Friday, October 1, 2010

Learning the Chopin Piano Trio -- Part I

The third class of the Solo and Collaborative course that I signed up for at the Juilliard Evening division.  Since the previous week I kind of injured myself, this week I thought I'd do a better job preparing.

My plan was to play through the 1st movement of the Chopin Trio in g minor.  So I starting practicing the piece in earnest last Thursday.  It became quite obvious that the piece is a bit more difficult than I had previously imagined.  There aren't clusters notes anywhere, but the piece does require some practice.  More practice than I had intended for this chamber music piece--I guess I wasn't giving it enough respect.  I suppose my Caltech habit of going to rehearsals and basically sightread things isn't gonna work too well here, because I actually need to play this piece well.  

So, practice it is.  Getting all the notes right is hard!  I guess it's been a while since I actually need to learn a piece the proper way.  So one week turns out not to be enough for the 1st movement.  Well, that's alright.  I'll play the 1st movement, or at least parts of it in class, and my readily available backup piece: Paganini-Liszt Etude #4.  I've been stuck on the Paganini-Liszt piece for a couple of months now, both technically and musically.  So it's a good piece for a masterclass-like setting.

On to the lesson we go.  And I learned a few very valuable lessons.

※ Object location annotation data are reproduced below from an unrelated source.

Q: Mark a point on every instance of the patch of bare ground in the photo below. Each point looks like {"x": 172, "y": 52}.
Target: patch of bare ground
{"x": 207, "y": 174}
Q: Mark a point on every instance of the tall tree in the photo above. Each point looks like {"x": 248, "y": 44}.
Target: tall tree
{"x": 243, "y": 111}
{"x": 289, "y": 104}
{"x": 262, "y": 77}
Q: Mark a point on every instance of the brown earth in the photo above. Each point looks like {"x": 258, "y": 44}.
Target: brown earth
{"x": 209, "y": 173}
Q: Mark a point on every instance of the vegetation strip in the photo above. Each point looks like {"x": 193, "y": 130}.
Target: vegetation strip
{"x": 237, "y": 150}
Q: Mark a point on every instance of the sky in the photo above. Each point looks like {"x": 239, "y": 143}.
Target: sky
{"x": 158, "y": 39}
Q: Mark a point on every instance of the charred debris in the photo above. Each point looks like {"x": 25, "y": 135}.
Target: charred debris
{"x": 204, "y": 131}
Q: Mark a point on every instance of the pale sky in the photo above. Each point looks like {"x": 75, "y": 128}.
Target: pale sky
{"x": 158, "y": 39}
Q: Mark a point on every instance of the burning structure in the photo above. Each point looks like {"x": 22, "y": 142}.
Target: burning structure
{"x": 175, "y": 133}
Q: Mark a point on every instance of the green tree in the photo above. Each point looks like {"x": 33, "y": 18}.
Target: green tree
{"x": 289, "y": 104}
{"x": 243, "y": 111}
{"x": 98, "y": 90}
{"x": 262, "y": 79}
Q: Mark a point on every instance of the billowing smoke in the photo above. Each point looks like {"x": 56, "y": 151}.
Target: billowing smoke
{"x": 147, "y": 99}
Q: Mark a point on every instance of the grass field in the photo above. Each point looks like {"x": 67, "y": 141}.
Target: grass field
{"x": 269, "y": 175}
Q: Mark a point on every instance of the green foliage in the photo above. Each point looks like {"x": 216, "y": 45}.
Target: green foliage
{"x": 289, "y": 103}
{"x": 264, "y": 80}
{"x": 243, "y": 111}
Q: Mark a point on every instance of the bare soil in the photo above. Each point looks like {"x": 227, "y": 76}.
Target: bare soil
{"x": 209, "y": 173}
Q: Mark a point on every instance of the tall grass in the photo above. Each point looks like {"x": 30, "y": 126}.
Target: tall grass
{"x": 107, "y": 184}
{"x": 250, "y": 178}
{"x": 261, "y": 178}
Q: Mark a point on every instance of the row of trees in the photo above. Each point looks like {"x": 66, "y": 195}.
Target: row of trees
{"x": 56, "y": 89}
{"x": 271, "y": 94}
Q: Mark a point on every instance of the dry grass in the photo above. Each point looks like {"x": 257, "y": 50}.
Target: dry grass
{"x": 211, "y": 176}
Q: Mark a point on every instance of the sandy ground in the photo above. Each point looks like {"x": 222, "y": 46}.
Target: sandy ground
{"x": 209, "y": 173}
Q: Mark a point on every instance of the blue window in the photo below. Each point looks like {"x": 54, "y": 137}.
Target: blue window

1) It's a bad idea to not to think musically when you're practicing.  John Hsu, the conductor when I was at Cornell, wondered out loud why so many pianists aren't practicing musically the same time they're practicing the notes.  He's a cellist, so I guess he's more musical.  I've been doing it, but when I gave myself this goal of learn the notes within a week, I forgot to think about the music.  Julie Jordan, the instructor for the class, wasn't too happy about my playthrough, which was exactly that--a playthrough.

2) Phrasing is extraordinarily important.  Dr. Jordan stressed this in both of my pieces.  Even for chords, there is some phrasing involved.  The notes need to go somewhere, and often times, if you don't have an intuitive feel, you can analyse the harmony, the meter and the rhythm to get an idea.  Simple example: 

From Chopin's Trio, bar 9 to bar 12.  The key signature is 2 flats.  The whole left hand line needs to be phrased.  The F leading note goes to tonic G.  Phrase it that way.  

Even a scale, an arpeggio, a broken chord should be considered a musical idea.  Dr. Jordan mentions that she's not even used to playing scales without "going" anywhere.  For a broken chord, like the one in Chopin's Piano Trio measure 4:



The key signature is 2 flats.  You should feel like it goes to the top A.  Now, the PWM edition actually recommends not playing the broken chord in the right hand to sound more convincing (possibly Chopin's intent, since it occurs later in the piece), which Dr. Jordan concurred.  So the broken chord starts in the left hand and goes to now-non-broken chord in the right hand.  



Without keeping phrasing in mind, music sounds dead.  Personally, I think that piano is a limited instrument when it comes to phrasing; but if you don't even try, it just sounds really, really bad.  And the thing is, and this is a recent discovery of mine, the human ear picks up on very small nuances, and that the context in which we perceive sound matters a huge deal.  And that's the only reason why we can hear different colors coming from the piano, a supposedly percussive instrument.  I need to figure out exactly what the ear and the brain is actually capable of picking up.

3) Melody line.  Chopin listened and thoroughly enjoyed opera, even if he never wrote one.  He constantly thought about ways to make the piano sing.  It is no coincidence that Chopin became the greatest piano composer.


Paying attention to the melody line is similar to phrasing.  Bar 17-18 of the Chopin Trio 1st movement:




Make sure to use the circled notes to lead the syncopated melody while making the piano sing.  Even for something like this, from the 3rd to last measure of the Paganini-Liszt Etude #4:




It's a melody!  Not particularly interesting, but even less interesting if you just bang out those 4 notes.  In fact, if you go to youtube and listen to this piece, many performers didn't pay enough attention to these 4 innocent looking notes, and ended up sounding downright aggressive.  Yes, it's a showpiece, but you can still make music out of it.







4) The idea of the block.  By that, I mean the reduction (right word?) of the notes to a chord.  Like: 


Bar 53 of the trio 1st movement.  The key signature is 2 flats.  While I played the triplets well, the bottom quarter note I didn't pay much attention to, and thus sounded dead.  Dr. Jordan said that you should think of the triplets going to the bottom note (which is easier said than done because of the leap).  To assist in hearing and absorbing the sound, practice playing the top 3 notes as a chord lasting a quarter note and phrase that chord with the bottom note.  Dr. Julie calls this blocking.  It is easily applied elsewhere.  Basically you can practice "blocking" the entire Paganini-Etude to get a better feel.


This post has gone on long enough.  I'll leave some thoughts for another day.